Months-long attempts to form a Brussels regional government hit a deadlock Friday, as lead negotiator David Leisterh handed in his resignation.
“After more than eight months, it’s clear that despite all the strength and patience I have been able to put into it, … the positions of the different parties do not allow the formation of a majority,” Leisterh, who heads the French-speaking liberal Reformist Movement in Brussels, said in a statement Friday evening.
Leisterh had given himself until the end of the week to force a breakthrough in the talks, but he said several partners had “prevented any reasonable exploration of a solution.”
The French-speaking Socialist Party — whose refusal to govern with the Flemish-nationalist New Flemish Alliance of Belgian Prime Minister Bart De Wever stopped the coalition talks dead in their tracks — “must now take its responsibility,” Leisterh said.
Brussels “deserves policies that go beyond the tactical games of low politics,” he added.
The stalemate comes at a time when the capital region can little afford it. The city has been plagued by drug-related violence, with multiple shootings this month. On top of that, the region’s budget is deeply in the red, with a debt of €14 billion and a projected €1.6 billion deficit this year alone.
Brussels is now in urgent need of a new government that can carry out reforms. Otherwise, it risks a downgrade in its credit rating, which would make it more expensive to borrow money, outgoing Brussels Capital Region Finance Minister Sven Gatz warned earlier this week.
“The difference between the Brussels government and the Titanic, is that the Titanic did not see the iceberg, or saw it much too late. Brussels’ caretaker government is sailing straight for the iceberg,” Gatz said.
The formation of the Brussels regional government is typically wrapped up within weeks — not this time however. Belgium held national, regional and EU elections in June, and following the (long-in-coming) formation of a Belgian federal government last month, the capital region is now the only remaining region without a governing coalition.
Talks have repeatedly hit roadblocks over the course of the past eight months.
The regional government is supposed to be composed of a French-speaking majority as well as a majority among Dutch-speaking parties, which are far smaller in Brussels.
The liberal Reformist Party, Socialist Party and centrist Les Engagés quickly cemented a deal on the French-speaking side. But on the Dutch-speaking side, the highly fragmented election result led to months-long negotiations, led by the Greens.

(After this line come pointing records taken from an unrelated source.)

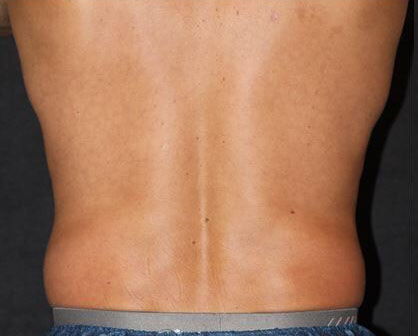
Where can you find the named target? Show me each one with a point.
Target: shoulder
(4, 19)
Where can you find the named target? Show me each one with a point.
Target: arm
(4, 19)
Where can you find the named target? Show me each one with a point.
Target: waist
(139, 266)
(198, 322)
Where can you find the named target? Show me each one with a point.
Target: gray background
(386, 227)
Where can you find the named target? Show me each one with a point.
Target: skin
(4, 19)
(205, 155)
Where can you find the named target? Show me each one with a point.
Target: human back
(205, 155)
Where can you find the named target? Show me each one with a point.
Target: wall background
(384, 213)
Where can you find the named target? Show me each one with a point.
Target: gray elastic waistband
(158, 321)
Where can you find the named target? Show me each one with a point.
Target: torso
(206, 155)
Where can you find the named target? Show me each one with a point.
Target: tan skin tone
(206, 155)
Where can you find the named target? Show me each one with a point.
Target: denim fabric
(351, 329)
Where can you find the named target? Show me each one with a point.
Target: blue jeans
(352, 329)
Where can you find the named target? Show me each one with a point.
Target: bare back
(205, 155)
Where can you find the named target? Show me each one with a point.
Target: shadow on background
(376, 145)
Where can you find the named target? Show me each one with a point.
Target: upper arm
(4, 18)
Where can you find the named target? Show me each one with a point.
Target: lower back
(212, 162)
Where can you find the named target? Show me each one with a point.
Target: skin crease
(205, 155)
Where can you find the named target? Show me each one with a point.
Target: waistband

The difficult talks were further exacerbated by several parties’ vetoes against a deal with the second-largest Dutch-speaking party, the brand new list of Team Fouad Ahidar.
When Brussels’ Dutch-speaking parties finally cut a deal with the Greens, the socialist Vooruit party, the liberals of Open VLD and the Flemish-nationalist New Flemish Alliance (N-VA), the French-speaking parties’ majority crumbled. The leader of the French-speaking socialists, Ahmed Laaouej, refuses to govern with the N-VA and has held on to that veto.
That has led to an unexpected political stalemate in Belgium — where everyone had anticipated a deadlock on the national level, but not in Brussels.
“Unexpectedly, all the problems that had been expected in the remainder of the country have been concentrated in Brussels,” said Dave Sinardet, professor of political science at the Vrije Universiteit Brussel. He pointed to a major gulf between Dutch-speaking and French-speaking election winners.
Brussels-based industry has warned the political stalemate has devastating consequences.
“Brussels is slowly but surely sliding toward the abyss,” Flanders’ Chamber of Commerce and Industry warned in an open letter this week. The call was signed by some 50 Brussels-based companies, including Engie, Nestlé Belgium and Coca Cola.
The companies raised the alarm about the safety of clients, suppliers and employees in the Belgian capital, following weeks marked by drug-related violence, but they also complained about the “alarming” budgetary situation.
On Friday, a group of employer and employee organizations added a warning of their own. In a joint letter, they called on politicians to “take their responsibility,” demanding that they “stop behaving like politicians, and start behaving like statesmen and -women who are up to the challenge.”
They warned: “Every day without a government makes a situation that’s already worrying, worse.”